Fore and hind limb grip strengths were assessed using a grip strength meter (CHATILLON® Force Measurement Systems, Largo, Fla.). Mice were lifted by the tail, and the forepaws and backpaws were each allowed to grasp onto the steel grid attached to the apparatus. The mouse was then gently pulled across the steel grid until its grip was released. Mice were tested 5 times, and the three highest measured values were averaged to calculate grip strength.

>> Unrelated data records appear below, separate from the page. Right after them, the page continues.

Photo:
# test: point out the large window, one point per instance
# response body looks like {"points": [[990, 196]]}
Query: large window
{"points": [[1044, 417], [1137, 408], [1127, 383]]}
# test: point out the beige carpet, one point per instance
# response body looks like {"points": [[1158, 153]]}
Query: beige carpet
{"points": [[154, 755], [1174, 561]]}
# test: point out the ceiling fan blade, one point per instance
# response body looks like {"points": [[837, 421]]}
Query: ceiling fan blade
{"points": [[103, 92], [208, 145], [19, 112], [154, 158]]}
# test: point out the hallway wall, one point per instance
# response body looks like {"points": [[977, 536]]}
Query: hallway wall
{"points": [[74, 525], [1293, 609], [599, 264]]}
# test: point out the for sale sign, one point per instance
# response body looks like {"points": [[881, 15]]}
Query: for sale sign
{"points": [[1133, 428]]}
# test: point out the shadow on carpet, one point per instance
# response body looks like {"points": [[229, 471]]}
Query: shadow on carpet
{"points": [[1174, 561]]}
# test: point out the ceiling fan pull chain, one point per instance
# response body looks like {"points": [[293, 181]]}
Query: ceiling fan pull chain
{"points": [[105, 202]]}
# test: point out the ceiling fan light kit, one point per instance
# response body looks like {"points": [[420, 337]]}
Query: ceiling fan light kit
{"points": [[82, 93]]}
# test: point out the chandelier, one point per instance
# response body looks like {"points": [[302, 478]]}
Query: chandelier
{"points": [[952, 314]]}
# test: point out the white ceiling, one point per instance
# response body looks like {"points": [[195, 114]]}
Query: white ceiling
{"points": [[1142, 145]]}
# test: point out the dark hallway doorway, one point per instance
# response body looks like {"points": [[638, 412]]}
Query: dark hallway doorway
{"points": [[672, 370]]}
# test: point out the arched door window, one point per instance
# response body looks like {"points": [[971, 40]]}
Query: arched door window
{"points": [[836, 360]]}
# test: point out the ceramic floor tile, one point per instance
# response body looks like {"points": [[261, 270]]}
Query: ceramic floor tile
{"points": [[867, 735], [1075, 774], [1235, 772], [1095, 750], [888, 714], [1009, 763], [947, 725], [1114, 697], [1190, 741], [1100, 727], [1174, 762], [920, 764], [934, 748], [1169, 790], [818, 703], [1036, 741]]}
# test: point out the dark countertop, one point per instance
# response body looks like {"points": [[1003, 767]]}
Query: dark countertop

ChIP procedures were modified from a previous report (Hatanaka et al., 2010). Tissues were fixed in PBS containing 0.5% formaldehyde for 15 min. Glycine was added to a final concentration of 0.125 M, and the incubation was continued for an additional 15 min. After washing the samples with ice-cold PBS, the samples were homogenized in 1 mL of ice-cold homogenize buffer (5 mM PIPES [pH 8.0], 85 mM KCl, 0.5% NP-40, and protease inhibitors cocktail) and centrifuged (18,000×g, 4° C., 5 min). The pellets were suspended in nucleus lysis buffer (50 mM Tris-HCl [pH 8.0], 10 mM EDTA, 1% SDS, protease inhibitors) and sonicated 15 times for 10 s each time at intervals of 50 s with a Sonic Dismembrator 550 (FISHER SCIENTIFIC®). The samples were centrifuged at 18,000 g at 4° C. for 5 min. Supernatants were diluted 10-fold in ChIP dilution buffer (50 mM Tris-HCl [pH 8.0], 167 mM NaCl, 1.1% Triton X-100, 0.11% sodium deoxycholate, protease inhibitor). Nonspecific background was removed by incubating samples with a fish sperm DNA/protein A-agarose slurry at 4° C. for 2 h with rotation. The samples were centrifuged at 1,000 g at 4° C. for 2 min, and a 0.1 volume of the recovered supernatants was stored as an input sample, whereas the rest was incubated overnight with 2 μg of indicated antibodies at 4° C. with rotation. The immunocomplexes were collected with 50 μl of a fish sperm DNA/protein A/G-agarose (sc-2003, Santa Cruz) at 4° C. for 3 h with rotation. The beads were sequentially washed with the following buffers: radioimmunoprecipitation assay (RIPA) buffer-150 mM NaCl, RIPA buffer-500 mM NaCl, and LiCl wash solution. Finally, the beads were washed twice with 10 mM Tris-HCl (pH 8.0) and 1 mM EDTA. The immunocomplexes were then eluted by the addition of 200 μl of ChIP direct elution buffer (10 mM Tris-HCl [pH 8.0], 300 mM NaCl, 5 mM EDTA, 0.5% SDS) and rotated for 15 min at room temperature and incubated for 4 h at 65° C. The DNA was recovered by phenol-chloroform-isoamyl alcohol (25:24:1) extraction and ethanol precipitation. H3K4me3 (ab8580, ABCAM®), H3K27ac (MA309B, Takara), and IgG-bound DNA were used for quantitative real-time PCR (qRT-PCR). The primers were designed as Table S3.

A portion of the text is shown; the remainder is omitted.